Cuando llegué, en recepción no había nadie. Encontré a todo el mundo, tanto al personal como a los residentes, apiñado frente al televisor, viendo los acontecimientos de Nueva York. Cuando entré, el segundo avión se estrelló contra el World Trade Center.

Nadie olvidará la conmoción de ese día. Describir lo que se sintió al ver algo tan inimaginable, tan horrible, es tarea difícil, incluso ahora, dos décadas después. Esa tarde cuando volví a la redacción, un colega me dijo “bueno, Imogen, ya está, nuestro mundo ha cambiado para siempre”. Yo seguía tan concentrada en lo que acababa de ocurrir que no le entendí bien, y tardé en darme cuenta de cuánta razón tenía.

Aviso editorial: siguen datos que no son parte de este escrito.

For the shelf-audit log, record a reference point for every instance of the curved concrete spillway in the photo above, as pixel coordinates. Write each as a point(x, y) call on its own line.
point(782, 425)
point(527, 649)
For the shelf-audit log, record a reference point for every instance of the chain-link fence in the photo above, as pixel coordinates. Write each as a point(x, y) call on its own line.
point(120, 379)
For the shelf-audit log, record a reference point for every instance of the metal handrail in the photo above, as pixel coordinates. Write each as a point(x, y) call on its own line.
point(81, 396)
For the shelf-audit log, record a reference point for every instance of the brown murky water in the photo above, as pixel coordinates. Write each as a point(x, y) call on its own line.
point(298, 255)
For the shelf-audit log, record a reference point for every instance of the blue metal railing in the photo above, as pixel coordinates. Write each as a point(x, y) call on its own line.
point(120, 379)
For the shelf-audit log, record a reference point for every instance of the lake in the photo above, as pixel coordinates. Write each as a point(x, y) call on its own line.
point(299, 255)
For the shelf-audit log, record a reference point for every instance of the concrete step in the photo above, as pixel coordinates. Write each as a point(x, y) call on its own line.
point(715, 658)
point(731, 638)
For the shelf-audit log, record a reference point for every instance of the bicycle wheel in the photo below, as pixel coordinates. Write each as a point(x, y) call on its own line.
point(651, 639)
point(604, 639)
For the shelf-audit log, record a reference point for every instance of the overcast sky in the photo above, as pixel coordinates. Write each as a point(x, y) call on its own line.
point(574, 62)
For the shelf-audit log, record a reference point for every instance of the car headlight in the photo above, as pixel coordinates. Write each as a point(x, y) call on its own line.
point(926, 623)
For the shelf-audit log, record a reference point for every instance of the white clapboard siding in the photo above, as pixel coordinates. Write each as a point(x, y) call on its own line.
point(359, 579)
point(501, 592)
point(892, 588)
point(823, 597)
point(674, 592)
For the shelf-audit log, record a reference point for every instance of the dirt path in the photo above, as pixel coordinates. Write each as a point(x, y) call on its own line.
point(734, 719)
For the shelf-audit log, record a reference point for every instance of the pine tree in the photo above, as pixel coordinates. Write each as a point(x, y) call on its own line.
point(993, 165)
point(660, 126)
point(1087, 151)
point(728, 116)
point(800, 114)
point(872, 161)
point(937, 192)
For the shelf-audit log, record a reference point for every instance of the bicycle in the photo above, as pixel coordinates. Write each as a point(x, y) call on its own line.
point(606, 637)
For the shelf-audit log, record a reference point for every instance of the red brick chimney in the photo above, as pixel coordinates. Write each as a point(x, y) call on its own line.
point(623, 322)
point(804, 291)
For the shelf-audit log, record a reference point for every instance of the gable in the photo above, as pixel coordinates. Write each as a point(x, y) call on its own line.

Ese día nuestro mundo cambió para siempre: desde esos pequeños inconvenientes a la hora de viajar, hasta los temores sobre nuestra seguridad, los prejuicios y la intolerancia hacia los grupos que se perciben como una amenaza, los cambios radicales en las leyes de seguridad.

Y ¿cuáles han sido las consecuencias para los derechos humanos? “Quiero que mi gobierno luche contra el terrorismo. Quiero que los autores del 11-S o de cualquier otro atentado terrorista comparezcan ante la Justicia”, dice Gerald Staberock, secretario general de la Organización Mundial contra la Tortura.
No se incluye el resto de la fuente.